Ternate adalah kota yang ada dalam benaknya kala memilih harus merantau. Pilihan berat itu diambilnya untuk bisa memenuhi kebutuhan hidup keluarga kecilnya.
Tahun 2000, Sutariyo tiba di Ternate. Pada saat itu, Maluku Utara masih tampak dalam suasana tegang karena belum lama terjadi konflik horizontal.
Perlahan, ia berusaha untuk menyusaikan diri dengan kondisi dan situasi kota kecil ini. Menggunakan sepeda tua, Sutariyo kemudian berkeliling dengan menjual pentol bakso.
“Selagi kaki saya masih kuat sepeda ini akan terus berjalan mengelilingi lorong-lorong kecil yang ada di kota ini, namun dengan seringnya waktu berjalan saya bersyukur allhamdulillah, telah memiliki sebuah sepeda motor untuk membantu mengangkut gerobak berisi pentolan,” kenangnya.
Ia mengisahkan, sejak 20 tahun di Ternate, ia hanya berjualan pentol bakso. Semua itu dilakukanya hanya untuk kebutuhan hidup bersama istri dan anaknya.
“Hasil dari dagang ini juga untuk keperluan anak putri yang saat ini sedang menempuh pendidikan di salah satu universitas yang ada di Solo,” ucapnya.
Ia mengaku, kerap menjajakan pentol baksonya di kompleks BTN Simpang Lima, sejak pukul 10.00 hingga pukul 17.00 waktu setempat.
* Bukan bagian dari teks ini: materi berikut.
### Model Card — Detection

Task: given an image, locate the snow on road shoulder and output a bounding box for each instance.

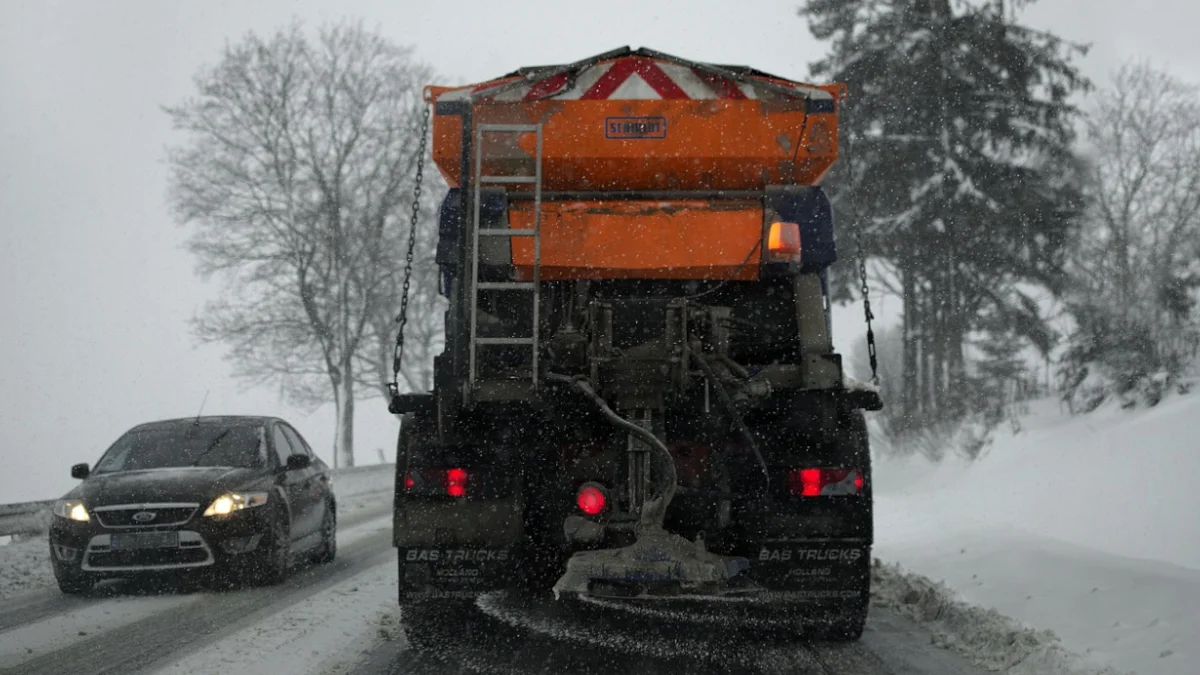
[0,537,54,598]
[147,563,397,675]
[0,596,199,671]
[875,395,1200,675]
[871,558,1121,675]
Rumahnya memang juga tak jauh dari lokasi jualannya.
“Seperti biasa per tusuk pentolan saya jual Rp 1000 dan selalu terjual habis setiap hari kalau ramai,” ungkapnya.
Ia lantas menitip pesan kepada siapa saja yang sedang merintis jalan usaha.
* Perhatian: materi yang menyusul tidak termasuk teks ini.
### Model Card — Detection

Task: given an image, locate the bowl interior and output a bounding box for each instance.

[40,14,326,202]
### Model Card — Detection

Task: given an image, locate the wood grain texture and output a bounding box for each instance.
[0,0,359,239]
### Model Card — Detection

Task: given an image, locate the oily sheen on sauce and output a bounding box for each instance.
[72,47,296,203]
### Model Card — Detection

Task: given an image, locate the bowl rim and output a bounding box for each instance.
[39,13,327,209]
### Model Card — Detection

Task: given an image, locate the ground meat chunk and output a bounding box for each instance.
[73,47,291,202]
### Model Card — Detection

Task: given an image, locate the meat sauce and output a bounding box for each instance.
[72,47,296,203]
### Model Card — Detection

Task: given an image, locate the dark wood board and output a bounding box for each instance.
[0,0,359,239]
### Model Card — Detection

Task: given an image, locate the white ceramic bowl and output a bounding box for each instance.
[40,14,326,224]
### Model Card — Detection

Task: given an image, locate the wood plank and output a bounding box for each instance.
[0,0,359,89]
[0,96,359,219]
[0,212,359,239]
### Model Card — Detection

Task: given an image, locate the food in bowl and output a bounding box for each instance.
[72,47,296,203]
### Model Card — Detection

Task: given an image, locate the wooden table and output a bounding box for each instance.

“Ya kalau kita hanya sebagai pedagang kecil seperti ini memang gitu, kita tak perlu patah semangat, hidup ini kan pasti ada cobaan maupun rintangan, apa yang kita dapat itulah usaha dan kerja keras kita. Pokoknya harus tetap semangat, berdoa dan kerja keras,” tukasnya.